TAMPA — The Florida Orchestra didn't waste any time getting to a highlight of its Latin-themed concert that opened the 2009-10 masterworks season Friday night at Tampa Bay Performing Arts Center. Music director Stefan Sanderling plunged the orchestra right into Mexican composer Arturo Marquez's Danzon No. 2, which combines inventive rhythms with glorious massed strings. It felt like Morsani Hall had been turned into a glamorous supper club with a great band playing for dancing.
As I listened to Danzon No. 2, from a series of pieces by Marquez based on music from Cuba and the Veracruz region of Mexico, I was thinking what an excellent introduction to orchestra music it was for young people: fast, rhythmically interesting and fun. Not incidentally, it has become a trademark of Venezuela's fabled Simon Bolivar Youth Orchestra under conductor Gustavo Dudamel, the wunderkind making his debut this week as music director of the Los Angeles Philharmonic.
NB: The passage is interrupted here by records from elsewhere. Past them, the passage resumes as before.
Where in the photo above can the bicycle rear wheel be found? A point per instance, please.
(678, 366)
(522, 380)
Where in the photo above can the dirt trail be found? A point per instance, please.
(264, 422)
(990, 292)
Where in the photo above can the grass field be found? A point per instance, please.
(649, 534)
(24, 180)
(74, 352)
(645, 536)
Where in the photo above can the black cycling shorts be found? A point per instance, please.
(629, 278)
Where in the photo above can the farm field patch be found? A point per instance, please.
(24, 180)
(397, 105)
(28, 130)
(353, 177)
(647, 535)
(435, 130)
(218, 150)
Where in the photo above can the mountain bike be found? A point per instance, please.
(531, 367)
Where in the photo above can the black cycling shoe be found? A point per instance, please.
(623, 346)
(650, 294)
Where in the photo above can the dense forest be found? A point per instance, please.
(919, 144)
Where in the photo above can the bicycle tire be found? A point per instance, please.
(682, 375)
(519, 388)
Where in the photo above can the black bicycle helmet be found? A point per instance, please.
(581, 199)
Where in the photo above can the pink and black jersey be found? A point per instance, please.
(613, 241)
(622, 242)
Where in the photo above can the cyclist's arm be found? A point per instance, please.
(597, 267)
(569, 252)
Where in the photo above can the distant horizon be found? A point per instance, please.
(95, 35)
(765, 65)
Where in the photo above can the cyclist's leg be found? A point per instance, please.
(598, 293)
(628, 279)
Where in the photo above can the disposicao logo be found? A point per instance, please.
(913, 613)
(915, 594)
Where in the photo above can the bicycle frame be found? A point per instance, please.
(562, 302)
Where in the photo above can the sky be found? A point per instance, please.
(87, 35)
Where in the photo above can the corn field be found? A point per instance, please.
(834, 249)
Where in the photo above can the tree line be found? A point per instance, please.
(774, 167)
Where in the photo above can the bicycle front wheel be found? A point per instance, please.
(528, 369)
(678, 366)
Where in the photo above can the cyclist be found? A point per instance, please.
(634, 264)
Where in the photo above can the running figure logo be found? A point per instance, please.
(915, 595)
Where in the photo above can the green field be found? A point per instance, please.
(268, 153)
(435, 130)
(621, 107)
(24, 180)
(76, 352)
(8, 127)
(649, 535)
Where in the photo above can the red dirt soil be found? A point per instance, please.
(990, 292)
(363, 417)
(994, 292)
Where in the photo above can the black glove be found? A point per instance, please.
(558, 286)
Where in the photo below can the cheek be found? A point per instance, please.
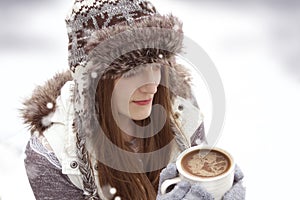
(121, 95)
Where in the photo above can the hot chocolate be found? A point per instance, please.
(205, 163)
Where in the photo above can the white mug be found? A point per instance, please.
(213, 168)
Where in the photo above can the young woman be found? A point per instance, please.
(107, 128)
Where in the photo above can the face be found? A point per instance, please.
(134, 92)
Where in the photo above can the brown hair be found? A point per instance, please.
(133, 185)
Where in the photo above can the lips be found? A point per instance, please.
(143, 102)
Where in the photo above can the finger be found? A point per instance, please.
(169, 172)
(237, 192)
(238, 174)
(180, 190)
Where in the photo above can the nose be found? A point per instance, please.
(150, 88)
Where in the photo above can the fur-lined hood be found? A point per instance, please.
(42, 102)
(113, 50)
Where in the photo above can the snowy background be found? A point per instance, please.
(255, 46)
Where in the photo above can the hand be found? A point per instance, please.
(237, 191)
(183, 190)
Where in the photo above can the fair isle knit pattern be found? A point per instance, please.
(87, 16)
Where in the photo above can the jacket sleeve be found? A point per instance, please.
(47, 180)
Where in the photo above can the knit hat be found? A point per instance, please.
(104, 18)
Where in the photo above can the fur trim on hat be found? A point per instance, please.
(43, 102)
(122, 47)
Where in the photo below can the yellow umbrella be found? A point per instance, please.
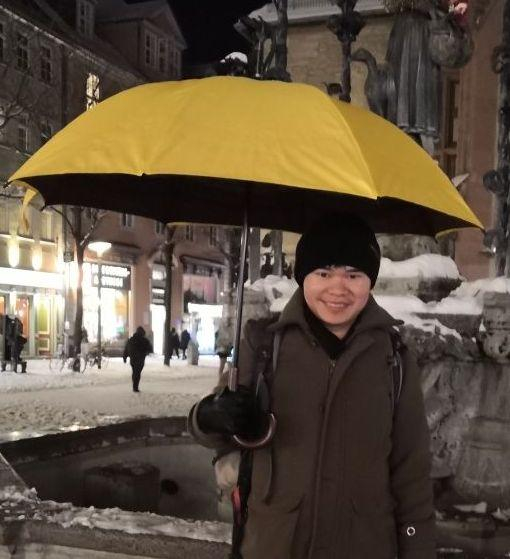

In de Falla's Spanish ballet El Amor de Brujo (Love Bewitched), contralto Jennifer Hines was the bewitcher, an opera singer with the slinky style of a chanteuse. The four songs scattered among the 10 movements are pitched low, and at times Hines was a little hard to hear over the busy orchestra. Still, her flamenco flair made a striking impression.
Guitarist Manuel Barrueco and bandoneon player Daniel Binelli were magnificent soloists in Astor Piazzolla's Double Concerto for Guitar and Bandoneon, a large and beautiful button accordion central to the melancholy sound of the Argentine tango (Piazzolla was a master of the instrument). The concerto, with a small orchestra of about 30 players, was an enchanting mix of classical precision and free-form jazz. As an encore, Barrueco and Binelli played a marvelous tribute to tango's roots in the whorehouse, Piazzolla's Bordel 1900.
The orchestra left the least compelling music for last, winding up the evening with Revueltas' La Noche de los Mayas (The Night of the Mayas), a suite drawn from his score to a 1939 Mexican movie. The four movements do include an impressive barrage of percussion, as well as a lovely little duet for flute and violin, but the patchwork effect of the work was typical of a movie score: You really do need the pictures that inspired the music.